Quali sono i problemi?
“Prima di tutto il numero dei dimessi e dei guariti. Rispetto a altre regioni la Lombardia mette tutti in un contenitore unico. Ci sono soggetti che vengono dimessi dall’ospedale, ma non sono guariti e dovrebbero andare in isolamento domiciliare. Finiscono però nella stessa casella verde. Capirà che se metto nello stesso contenitore i dimessi, casi ancora “aperti”, con quelli “chiusi”, il quadro epidemiologico è distorto”.
E’ questo che lei chiama ‘magheggio’?
“Questo nel linguaggio della ricerca si chiama “gaming”, un’operazione non necessariamente volontaria o fraudolenta: ma il risultato è che enfatizza i dati positivi e sottostima quelli negativi”.
Perchè è così importante oggi?
“Perchè la Lombardia, avendo contato in alcuni momenti oltre il 55% dei guariti, ha inevitabilmente influenzato il dato nazionale. Quando ascoltavo la Protezione Civile che diceva “partiamo dalle buone notizie: oggi 3 mila guariti di cui metà in Lombardia”, dei 1.500 non potevamo sapere se erano persone guarite o semplicemente dimesse senza notizia sul loro status di guarigione. Con il virus ancora circolante mettere insieme questi numeri è molto rischioso”.
Ma la questione riguarda solo i dati o anche le decisioni operative che sono state prese sul trattamento di questi positivi dimessi dagli ospedali? I positivi dimessi in teoria dovrebbero rimanere isolati finchè non si negativizzano.
“Noi ci limitiamo a monitorare i dati, perchè non è possibile verificare le decisioni. Il principio è che secondo le indicazioni del Ministero la definizione di guarigione clinica o virologica non presta adito ad interpretazioni. I dimessi comunicati dalla Lombardia non necessariamente sono guariti, ma finiscono sempre nella colonnina verde influenzando il tasso di guarigione nazionale. Inoltre, incrementando il numero dei guariti si ridimensiona anche l’indice Rt che tiene conto della popolazione suscettibile al virus e dei casi chiusi, ovvero i morti e, appunto, i guariti”.
Lei ha parlato anche di una percentuale di tamponi positivi sottostimata. Ce lo spieghi meglio.

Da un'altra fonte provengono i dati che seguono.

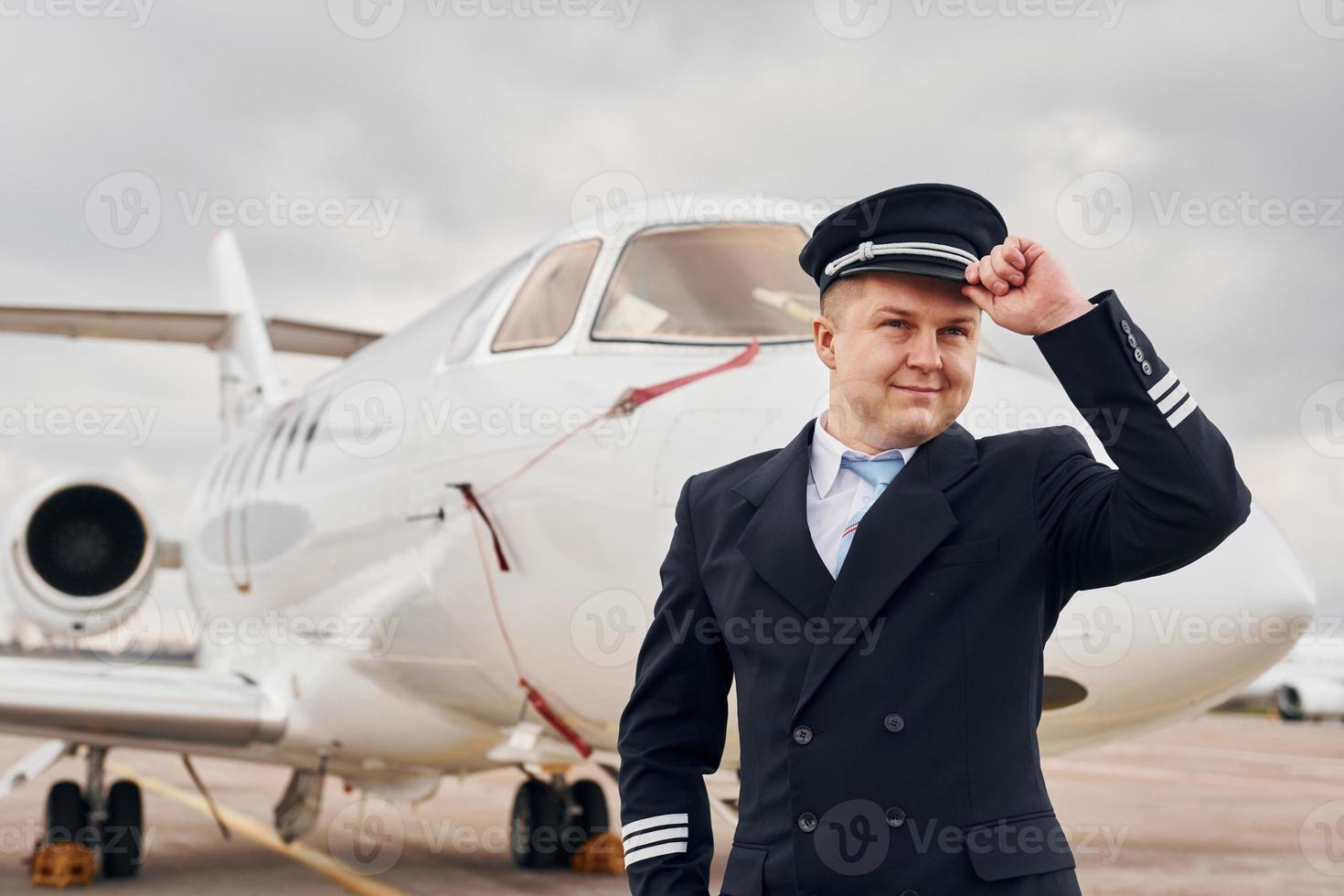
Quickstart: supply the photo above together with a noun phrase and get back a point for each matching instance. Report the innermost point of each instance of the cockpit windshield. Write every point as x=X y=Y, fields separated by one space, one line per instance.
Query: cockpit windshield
x=709 y=283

“La percentuale dei positivi giornaliera è calcolata sulla base di tutti i tamponi effettuati, anche quelli di controllo, ovvero il famoso doppio tampone che viene fatto per assicurarsi che il paziente si sia negativizzato. Tuttavia, il calcolo corretto deve essere effettuato solo sui tamponi diagnostici, ovvero quelli utilizzati per identificare i nuovi casi. Tenendo conto che in Lombardia circa la metà dei tamponi è di controllo, il conto è presto fatto. La percentuale di tamponi positivi si dimezza”.
Sostiene anche che c’è un problema di ritardo nella comunicazione dei dati. Cosa intende?
“Sono gli asterischi che vediamo nelle infografiche della Regione Lombardia, dati sui positivi e sui morti che vengono comunicati con ritardi anche settimanali, alterando l’indice Rt e altri parametri, perchè la valutazione viene fatta su dati incompleti. Ma il vero “peccato originale” è la mancata disponibilità pubblica dei dati completi”.
Le infografiche non bastano?
“Assolutamente no. Numerose regioni mettono a disposizione sui loro siti istituzionali tutti i dati dettagliati in formato open. Perchè la Lombardia non lo fa? Perchè comunica pochi dati e per giunta parziali? Ho chiesto poco fa in diretta all’assessore regionale al Welfare Gallera di mettere a disposizione di tutti questi dati”.
Fontana dice che quelli veri li manda all’Istituto superiore di Sanità e che li validano loro.
“Non mi risulta che l’Istituto certifichi la validità dei dati. Li aggrega su una piattaforma comune e li analizza, ma la responsabilità della qualità e tempestività dei dati è delle Regioni”.